2013-02-16

Reducing Spam, Noise, and Bacn

A surefire way to reduce the time you waste managing email, snail mail, and telephone calls is to reduce the number of low-value communications that you receive.  (The snail male and telephone sections will be United States-centric; Google for your national equivalent, and post it as a comment!)


Junk Mail


Junk mail is still a big problem, and it comes in two main forms: unsolicited commercial mailings, and prescreened offers for credit cards and insurance.  Fortunately, you may reduce or eliminate both types!
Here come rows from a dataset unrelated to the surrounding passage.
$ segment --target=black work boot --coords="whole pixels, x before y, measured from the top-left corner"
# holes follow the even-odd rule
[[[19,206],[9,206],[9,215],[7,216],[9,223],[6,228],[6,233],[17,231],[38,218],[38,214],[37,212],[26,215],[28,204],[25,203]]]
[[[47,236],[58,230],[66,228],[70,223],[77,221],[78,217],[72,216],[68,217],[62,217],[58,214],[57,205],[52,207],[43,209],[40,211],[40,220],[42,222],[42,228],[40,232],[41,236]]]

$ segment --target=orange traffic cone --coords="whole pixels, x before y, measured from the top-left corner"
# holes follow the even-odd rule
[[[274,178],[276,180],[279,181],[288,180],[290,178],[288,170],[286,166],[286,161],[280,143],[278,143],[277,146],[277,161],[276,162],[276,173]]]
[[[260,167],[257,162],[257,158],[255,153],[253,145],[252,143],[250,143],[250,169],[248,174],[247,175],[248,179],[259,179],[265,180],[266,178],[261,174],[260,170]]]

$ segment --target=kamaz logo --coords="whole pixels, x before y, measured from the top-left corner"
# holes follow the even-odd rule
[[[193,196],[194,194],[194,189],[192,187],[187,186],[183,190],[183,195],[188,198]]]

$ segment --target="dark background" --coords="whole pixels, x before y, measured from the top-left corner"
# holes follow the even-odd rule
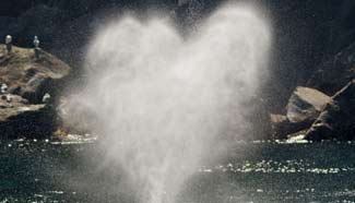
[[[237,0],[236,0],[237,1]],[[284,106],[296,85],[305,85],[324,61],[355,41],[353,0],[256,0],[274,26],[272,74],[265,85],[271,109]],[[95,27],[125,10],[175,13],[181,31],[203,19],[223,0],[1,0],[0,39],[10,34],[17,46],[42,47],[71,64],[80,75],[83,48]],[[192,22],[191,22],[192,21]]]

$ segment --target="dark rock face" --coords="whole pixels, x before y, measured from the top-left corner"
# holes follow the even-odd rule
[[[273,136],[285,139],[287,134],[309,128],[331,97],[308,87],[298,86],[286,106],[286,116],[271,115]]]
[[[10,98],[11,101],[7,100]],[[55,129],[55,111],[50,105],[32,105],[17,95],[0,99],[0,139],[49,138]]]
[[[46,93],[55,96],[58,86],[69,75],[71,68],[54,56],[34,49],[14,47],[7,53],[0,45],[0,82],[9,86],[10,93],[21,95],[29,103],[42,103]]]
[[[322,62],[307,85],[333,95],[353,79],[355,79],[355,44]]]
[[[55,104],[44,104],[44,96],[56,97],[71,68],[39,50],[12,47],[10,53],[0,45],[0,139],[48,138],[56,127]]]
[[[338,92],[306,134],[307,140],[354,140],[355,80]]]

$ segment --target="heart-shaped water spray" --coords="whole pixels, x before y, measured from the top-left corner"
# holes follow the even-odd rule
[[[253,7],[223,7],[187,38],[167,20],[127,16],[93,38],[87,89],[72,106],[91,114],[103,162],[125,170],[140,202],[171,203],[223,134],[245,133],[270,44]]]

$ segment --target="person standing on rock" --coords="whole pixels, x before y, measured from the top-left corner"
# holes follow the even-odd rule
[[[8,92],[8,85],[5,83],[2,83],[0,87],[0,93],[5,94],[7,92]]]
[[[12,36],[11,35],[7,35],[5,45],[7,45],[8,53],[11,52],[11,50],[12,50]]]
[[[39,39],[37,36],[33,39],[33,45],[35,46],[35,57],[38,59],[39,58]]]

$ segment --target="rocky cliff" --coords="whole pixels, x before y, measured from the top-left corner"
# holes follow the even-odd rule
[[[0,139],[49,138],[71,68],[44,50],[0,45]]]

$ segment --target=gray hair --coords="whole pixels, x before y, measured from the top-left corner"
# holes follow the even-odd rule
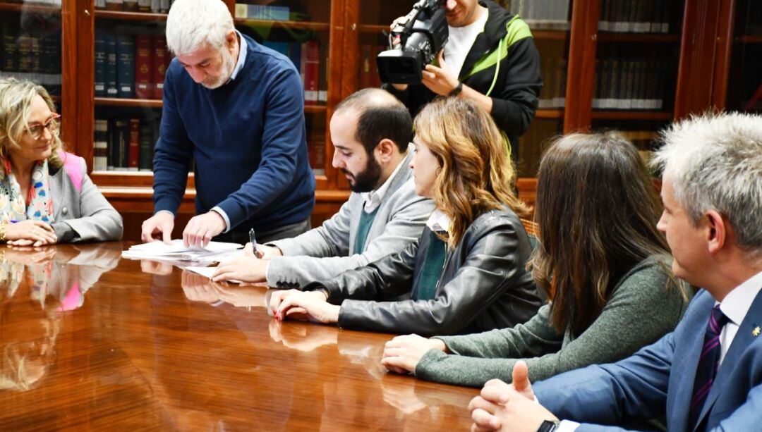
[[[762,253],[762,116],[706,113],[661,132],[652,164],[694,224],[708,210],[728,218],[738,245]]]
[[[235,30],[233,17],[221,0],[176,0],[167,16],[167,47],[175,56],[205,46],[221,49],[225,35]]]

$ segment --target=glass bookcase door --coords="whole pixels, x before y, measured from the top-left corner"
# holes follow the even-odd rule
[[[309,164],[319,183],[325,181],[331,2],[238,1],[239,31],[289,57],[302,77]]]
[[[617,129],[648,159],[674,118],[684,2],[601,0],[591,124]]]
[[[725,108],[762,113],[762,2],[736,3]]]
[[[171,60],[164,36],[169,2],[94,5],[94,179],[107,184],[110,176],[130,175],[123,183],[149,186]]]
[[[61,1],[0,1],[0,78],[30,80],[45,87],[61,106]],[[68,138],[68,137],[67,137]]]

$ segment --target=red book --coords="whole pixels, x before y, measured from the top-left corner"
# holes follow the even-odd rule
[[[130,119],[130,158],[127,160],[127,170],[137,171],[140,154],[140,120]]]
[[[304,74],[304,104],[318,103],[318,80],[320,75],[320,45],[316,40],[302,44],[302,71]]]
[[[379,45],[376,46],[376,49],[371,53],[370,56],[370,85],[375,87],[376,88],[379,88],[381,87],[381,75],[379,74],[379,63],[376,61],[376,57],[378,56],[379,52],[386,49],[386,46],[383,45]]]
[[[153,82],[151,69],[151,35],[135,37],[135,96],[139,99],[153,97]]]
[[[155,34],[151,37],[151,51],[153,62],[151,66],[151,91],[154,99],[162,99],[164,96],[164,74],[169,65],[167,53],[167,39],[163,34]]]

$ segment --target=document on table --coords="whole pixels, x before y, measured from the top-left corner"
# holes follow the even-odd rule
[[[200,261],[228,259],[233,253],[240,253],[239,249],[243,246],[239,243],[209,242],[206,247],[186,247],[183,240],[174,240],[171,244],[155,241],[131,246],[129,249],[122,251],[122,256],[130,259],[164,259],[179,261]]]
[[[195,267],[195,266],[190,266],[190,267],[184,267],[184,268],[185,270],[189,271],[189,272],[193,272],[194,273],[197,273],[197,274],[199,274],[199,275],[200,275],[202,276],[206,276],[206,277],[209,278],[210,279],[212,278],[212,275],[214,275],[214,272],[217,271],[217,268],[216,267]],[[234,284],[242,284],[243,283],[241,281],[236,281],[235,279],[228,281],[228,282],[232,282]]]

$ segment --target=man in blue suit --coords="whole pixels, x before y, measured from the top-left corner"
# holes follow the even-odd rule
[[[695,117],[664,140],[658,226],[675,275],[704,290],[674,332],[629,358],[533,386],[526,365],[511,385],[488,382],[472,430],[611,430],[662,416],[670,431],[762,430],[762,116]]]

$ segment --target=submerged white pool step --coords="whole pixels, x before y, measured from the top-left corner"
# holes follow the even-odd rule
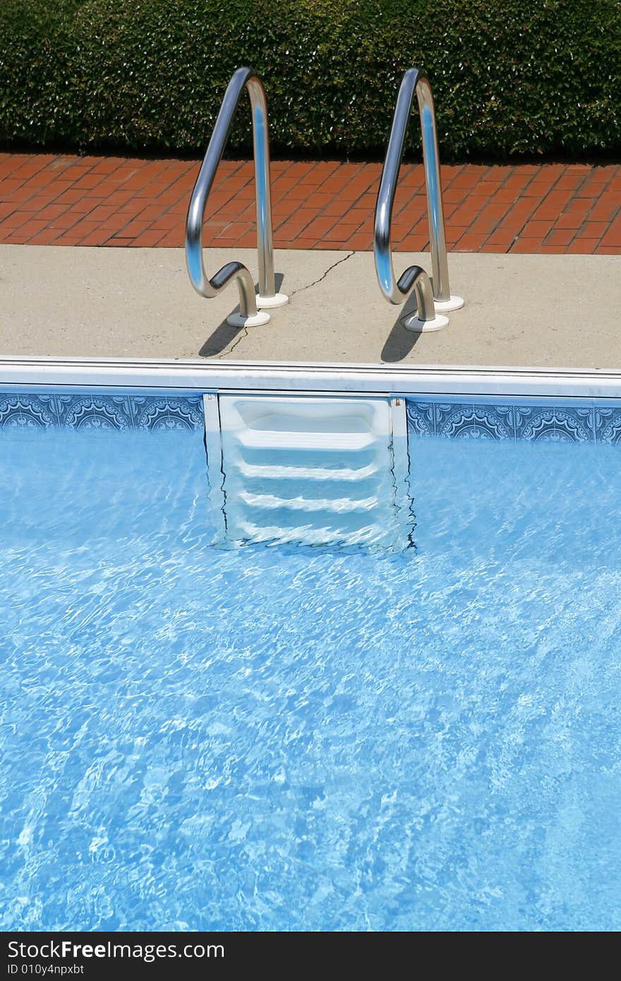
[[[244,392],[204,399],[217,543],[407,546],[403,399]]]

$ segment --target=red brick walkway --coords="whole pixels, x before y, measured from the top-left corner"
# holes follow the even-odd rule
[[[183,243],[197,161],[0,154],[0,241]],[[379,164],[272,164],[280,248],[370,249]],[[621,167],[443,167],[448,247],[462,252],[621,252]],[[205,244],[254,245],[252,165],[224,161]],[[428,246],[423,169],[404,166],[393,247]]]

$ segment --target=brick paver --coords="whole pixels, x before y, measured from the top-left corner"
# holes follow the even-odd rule
[[[0,154],[0,241],[181,246],[199,162]],[[275,244],[370,249],[379,164],[272,164]],[[621,252],[621,167],[442,167],[446,240],[462,252]],[[256,243],[253,168],[223,161],[206,245]],[[423,168],[401,169],[395,249],[428,247]]]

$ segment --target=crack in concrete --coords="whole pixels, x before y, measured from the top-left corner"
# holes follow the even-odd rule
[[[296,293],[303,293],[305,289],[310,289],[311,286],[316,286],[318,283],[322,283],[326,279],[329,273],[332,273],[333,269],[336,269],[336,266],[340,266],[341,262],[346,262],[347,259],[351,259],[352,255],[355,255],[355,252],[349,252],[347,255],[343,256],[342,259],[337,259],[336,262],[333,262],[332,266],[329,266],[326,272],[323,273],[318,280],[315,280],[313,283],[309,283],[305,286],[300,286],[299,289],[292,289],[291,292],[289,293],[289,296],[295,296]],[[240,344],[241,341],[245,340],[247,336],[248,336],[248,328],[242,327],[239,331],[239,336],[234,339],[234,341],[233,342],[227,353],[231,354],[233,351],[234,351],[237,344]],[[207,356],[209,357],[210,355]]]
[[[233,341],[233,343],[229,348],[229,354],[231,354],[232,351],[234,351],[237,344],[240,343],[240,341],[242,341],[247,336],[248,336],[248,328],[242,327],[241,330],[239,331],[239,336]]]
[[[299,289],[292,289],[289,296],[295,296],[296,293],[303,293],[305,289],[310,289],[311,286],[316,286],[318,283],[322,283],[326,279],[329,273],[332,273],[333,269],[336,269],[336,266],[340,266],[341,262],[346,262],[347,259],[351,259],[352,255],[355,255],[355,252],[350,252],[348,255],[343,256],[342,259],[337,259],[336,262],[334,262],[332,266],[328,267],[326,272],[320,276],[318,280],[315,280],[314,283],[309,283],[306,286],[300,286]]]

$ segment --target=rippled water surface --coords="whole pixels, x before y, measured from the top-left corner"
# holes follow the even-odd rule
[[[228,551],[200,434],[0,435],[2,928],[621,928],[621,453],[411,451]]]

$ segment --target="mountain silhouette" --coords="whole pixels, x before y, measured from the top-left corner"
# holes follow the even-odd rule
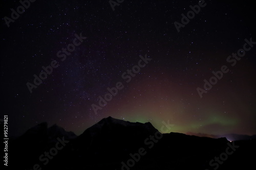
[[[47,124],[39,124],[10,144],[10,155],[15,155],[12,160],[16,163],[10,165],[24,169],[33,169],[36,164],[35,167],[41,169],[204,170],[255,167],[256,156],[250,154],[256,152],[255,139],[230,142],[225,137],[162,134],[150,123],[131,123],[111,117],[102,119],[78,136],[74,135],[56,125],[47,128]],[[52,152],[54,155],[50,158],[42,155],[57,151],[56,146],[61,149],[57,153]],[[44,161],[39,159],[40,156]],[[220,162],[215,159],[218,157],[221,158]]]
Prescreened credit offers are not only annoying spam, they can also be an identify theft risk.  To stop them, visit https://www.optoutprescreen.com.  This site is maintained by the four largest US credit reporting agencies: Equifax, Experian, TransUnion, and Innovis.  These companies collect information on your financial situation - what credit cards and loans you have, whether you pay on time, if you've ever declared bankruptcy - and sell the resulting credit reports to banks so that they can make informed decisions about who they lend money to (5).  By registering on this site, a notice will be placed in your credit report and you will no longer receive prescreened credit card and insurance offers, but it will not negatively affect your access to credit.  The registration process requires your name, street address, social security number, and birth date.  An online registration will stop the prescreened mailings for five years, with the option of mailing in a signed form to stop them permanently.
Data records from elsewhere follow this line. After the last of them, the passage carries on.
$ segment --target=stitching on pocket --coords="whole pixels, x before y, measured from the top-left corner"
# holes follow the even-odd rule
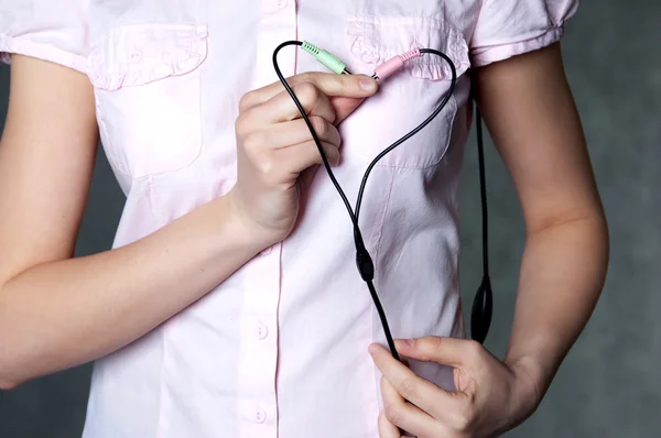
[[[196,70],[206,59],[207,37],[207,29],[203,24],[136,24],[117,28],[96,43],[88,63],[97,95],[97,119],[105,135],[102,143],[108,160],[121,174],[139,178],[178,172],[199,157],[203,147],[202,77]],[[195,76],[188,80],[177,78],[187,75]],[[163,81],[165,79],[174,83]],[[108,106],[123,111],[131,102],[139,102],[142,94],[158,98],[169,86],[181,91],[178,87],[184,85],[196,88],[178,94],[182,98],[187,96],[185,105],[193,105],[195,114],[183,117],[181,125],[173,128],[181,131],[171,130],[170,135],[140,135],[140,128],[134,125],[140,123],[139,120],[133,121],[123,114],[117,116],[116,121],[108,113]],[[122,88],[126,90],[122,91]],[[148,113],[148,110],[149,107],[144,107],[131,111],[140,114]],[[174,112],[181,111],[181,108],[172,103],[172,107],[163,107],[160,111],[166,120],[176,119]],[[143,119],[143,122],[145,120],[150,119]],[[113,122],[119,125],[115,127]]]

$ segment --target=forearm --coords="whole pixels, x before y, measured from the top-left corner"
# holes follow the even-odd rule
[[[0,288],[0,381],[71,368],[143,336],[262,248],[226,198],[104,253],[30,269]]]
[[[523,366],[538,402],[597,303],[608,263],[605,220],[572,220],[530,236],[506,361]]]

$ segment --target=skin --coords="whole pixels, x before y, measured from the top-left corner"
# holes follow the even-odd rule
[[[560,45],[479,68],[474,86],[525,221],[509,348],[499,360],[472,340],[398,340],[404,358],[454,368],[455,391],[447,392],[382,346],[370,346],[383,375],[381,438],[399,438],[402,430],[419,438],[492,437],[525,420],[590,317],[605,281],[607,225]]]
[[[12,61],[0,142],[0,388],[116,351],[203,297],[289,234],[299,175],[322,162],[284,88],[251,91],[229,194],[134,243],[73,259],[98,141],[91,85],[54,64]],[[376,81],[305,74],[290,83],[337,163],[335,124]]]
[[[281,85],[251,91],[240,102],[238,182],[228,195],[132,244],[72,259],[98,136],[91,86],[20,56],[12,78],[0,143],[0,332],[9,333],[0,387],[110,353],[204,296],[289,234],[301,173],[321,163]],[[376,90],[361,89],[362,79],[290,79],[333,164],[335,127]],[[528,418],[604,282],[606,221],[559,45],[480,68],[474,86],[527,226],[510,347],[499,360],[469,340],[398,341],[403,357],[454,366],[449,393],[371,346],[383,373],[382,438],[400,437],[399,428],[421,438],[495,436]]]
The Direct Marketing Association runs https://www.dmachoice.org/.  By registering for this site, you can remove your name from lists that companies use to send out unsolicited catalogs, magazines, and other mail offers.  You'll still receive catalogs and magazines from organizations that you have subscribed to.  Registration requires your name, street address, and a valid email address.  The site also offers you the ability to register for 'eMPS', an 'Email Preference Service' that companies can pay to use to clean their direct marketing lists.  It's unclear how many organizations actually use the eMPS list, but the site is verified legitimate by the FTC.


Email: Spam and Bacn


Email, email, email.  If you've already configured Gmail for greater productivity, a series of filters should already by sorting out low-priority mail - advertisements, newsletters, social networking notifications - into separate labels and skipping the inbox entirely.  This stuff isn't technically spam because you did consent to receive it, so a new term has been coined: 'bacn' (1).  From Wikipedia:

"Some examples of common bacn messages are news alerts, periodic messages from e-merchants from whom one has made previous purchases, messages from social networking sites, and wiki watch lists."

Even when it's filtered, low-priority mail still gums up your email management system by increasing your email volume, reducing the speed and effectiveness of mail searches, and making it easier to lose an important message in the flood.  It's time to cut the bacn.
bacn. not delicious.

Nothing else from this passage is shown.